Monmouth / About the College / News / Full Story

Monmouth College to observe Earth Week April 18-23 with several events

Barry McNamara
Monmouth College will observe Earth Week April 18-23 with two talks by guest lecturers, the screening of an award-winning documentary and a tree planting at LeSuer Nature Preserve.

“Earth Week is a chance to remind ourselves that everything we do, know, make and love is entirely dependent on a healthy planet,” said biology professor Ken Cramer. “While we should remember this every day, Earth Week is a chance to learn about our effects on our environment and how we can reduce our impacts and live sustainably. Finally, it’s also a chance to participate in meaningful action, however small, to reach that goal.”

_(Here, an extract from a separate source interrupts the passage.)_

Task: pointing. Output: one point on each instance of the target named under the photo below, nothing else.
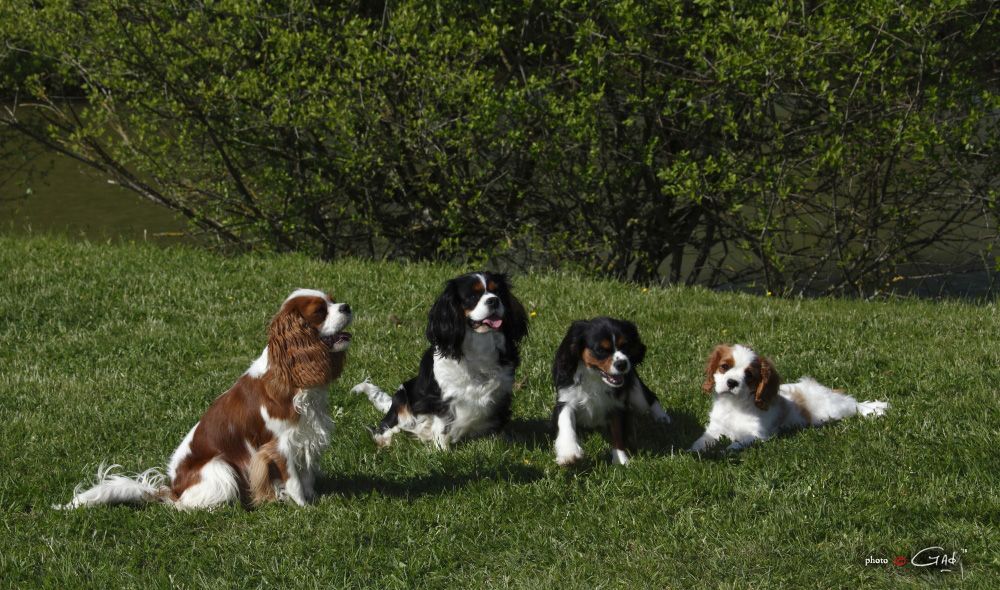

Science faculty from two neighboring institutions will speak April 18 and April 20 in the Center for Science and Business. In between, on April 19, the movie Chasing Ice will be shown. All three events will begin at 7 p.m. and are free and open to the public.

On April 18, ornithologist Brian Peer of Western Illinois University will speak about “Cowbirds, Conservation and Coevolution: Separating Fact from Fiction.” His talk will be in Room 276.

At WIU, Peer teaches courses on ecology, biosystematics and evolution, ornithology, and animal behavior. He received his Ph.D. from the University of Manitoba.

On April 20, Peter Schwartzman of Knox College will speak in Pattee Auditorium about “Renewable Energy.”

Trained as a climatologist, Schwartzman studies the influence of humans on future climate change. He received his Ph.D. in environmental sciences from the University of Virginia.

On April 19, Chasing Ice will be shown in Pattee Auditorium. The film tells the story of environmental photographer James Balog’s mission to gather evidence of climate change. Within months of his first trip to Iceland, Balog conceived the boldest expedition of his life: the extreme ice survey. With a band of young adventurers in tow, he deployed revolutionary time-lapse cameras across the brutal Arctic to capture a multi-year record of the world’s changing glaciers.

Following the movie, there will be a discussion about climate change solutions.